Apa kabar September? Apa kabar musim? Sekedar kisah saat hari tanpa hujan.
Setiap musim akan selalu membawaku pada sketsa masa lalu, di mana ada kisah diantara aku dan ibu, aku dan saudara-saudaraku, aku dan teman-temanku, juga aku dan diriku sendiri. Potret yang selalu abadi dalam kepalaku.
Baik ketika hujan deras atau saat kemarau menyengat.
1/ Aku, Juwet, dan Kekhawatiran Ibu
Ketika marahari bersahabat dwngan bumi, buah -buahan mulai memberikan hasil. Di pekarangam ada kedondong, mangga, juga juwet. Hanya di rumah kami ada pohon juwet.
Pohon yang bisa menjulang tinggi dengan cara menggunakan sabit atau pisau yang ditalikan pada galah, kami bisa mengambil buahnya.
Kala itu kami belum tahu manfaat baik di balik buah juet yang kini mulai langka. Semilir angin kemarau masih baru kami rasakan.

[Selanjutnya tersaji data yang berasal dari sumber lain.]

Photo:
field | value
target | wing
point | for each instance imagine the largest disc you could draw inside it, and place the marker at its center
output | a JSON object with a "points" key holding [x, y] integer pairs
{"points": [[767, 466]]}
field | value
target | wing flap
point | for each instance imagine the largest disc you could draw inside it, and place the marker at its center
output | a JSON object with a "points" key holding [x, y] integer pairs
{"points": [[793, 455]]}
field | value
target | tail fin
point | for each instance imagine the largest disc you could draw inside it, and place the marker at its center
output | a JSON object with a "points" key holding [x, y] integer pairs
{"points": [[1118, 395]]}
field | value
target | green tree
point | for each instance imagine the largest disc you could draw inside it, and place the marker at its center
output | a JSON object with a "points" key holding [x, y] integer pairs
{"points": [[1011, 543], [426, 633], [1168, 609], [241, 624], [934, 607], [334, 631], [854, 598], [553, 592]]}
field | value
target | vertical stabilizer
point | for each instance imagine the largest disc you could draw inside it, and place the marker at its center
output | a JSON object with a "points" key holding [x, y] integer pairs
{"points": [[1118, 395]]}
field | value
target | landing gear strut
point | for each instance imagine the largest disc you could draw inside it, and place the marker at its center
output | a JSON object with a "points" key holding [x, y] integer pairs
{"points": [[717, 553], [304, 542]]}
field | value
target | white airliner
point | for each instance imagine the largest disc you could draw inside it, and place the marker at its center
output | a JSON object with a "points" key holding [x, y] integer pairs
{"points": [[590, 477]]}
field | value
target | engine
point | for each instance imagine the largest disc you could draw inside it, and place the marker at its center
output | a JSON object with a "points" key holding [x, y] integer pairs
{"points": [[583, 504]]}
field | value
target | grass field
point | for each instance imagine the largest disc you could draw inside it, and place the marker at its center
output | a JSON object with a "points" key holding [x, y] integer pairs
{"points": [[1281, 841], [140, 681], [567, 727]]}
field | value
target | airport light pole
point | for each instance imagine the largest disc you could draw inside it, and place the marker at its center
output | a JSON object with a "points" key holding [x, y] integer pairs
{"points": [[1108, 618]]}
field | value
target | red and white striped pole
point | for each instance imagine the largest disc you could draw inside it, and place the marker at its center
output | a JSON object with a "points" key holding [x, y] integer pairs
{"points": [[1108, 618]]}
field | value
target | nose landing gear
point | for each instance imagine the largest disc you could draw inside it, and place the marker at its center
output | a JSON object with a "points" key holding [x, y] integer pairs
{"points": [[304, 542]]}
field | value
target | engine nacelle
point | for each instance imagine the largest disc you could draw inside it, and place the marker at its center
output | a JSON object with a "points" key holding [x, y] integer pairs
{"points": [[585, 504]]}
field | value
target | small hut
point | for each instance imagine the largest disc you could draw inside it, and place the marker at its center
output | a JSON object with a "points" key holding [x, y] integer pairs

Aku, ibu dan saudaraku ingin menikmati buah juwet saat libur tanggal merah. Sebuah glangse (bekas wadah beras) kupegang dengan saudaraku untuk menangkap buah juwet yang akan luruh ketika diambil ibu dengan galah.
Kami saling mendongak melihat ke arah buah juwet yang disabit.
Gleduk! Kepalaku spontan menunduk, sakit kutahan. Ibuku gemetar sambil memeluk kepalaku erat. Darah mengucur dari dahi sebelah kiri. Ah ternyata bukan buah juwet yang jatuh, tapi sabitnya menimpa keningku.
Luka sepanjang 2 cm menggores di kening kiri. Aku tak ingin ibu semakin khawatir, air mata dan rasa sakit kutahan. Aku bilang tidak apa-apa, kasih obat merah dan plester nanti sembuh.
Kasihan ibu, selama berhari-hari terlihat cemas, untung luka itu segera kering dan pulih setelah dibawa ke pak mantri.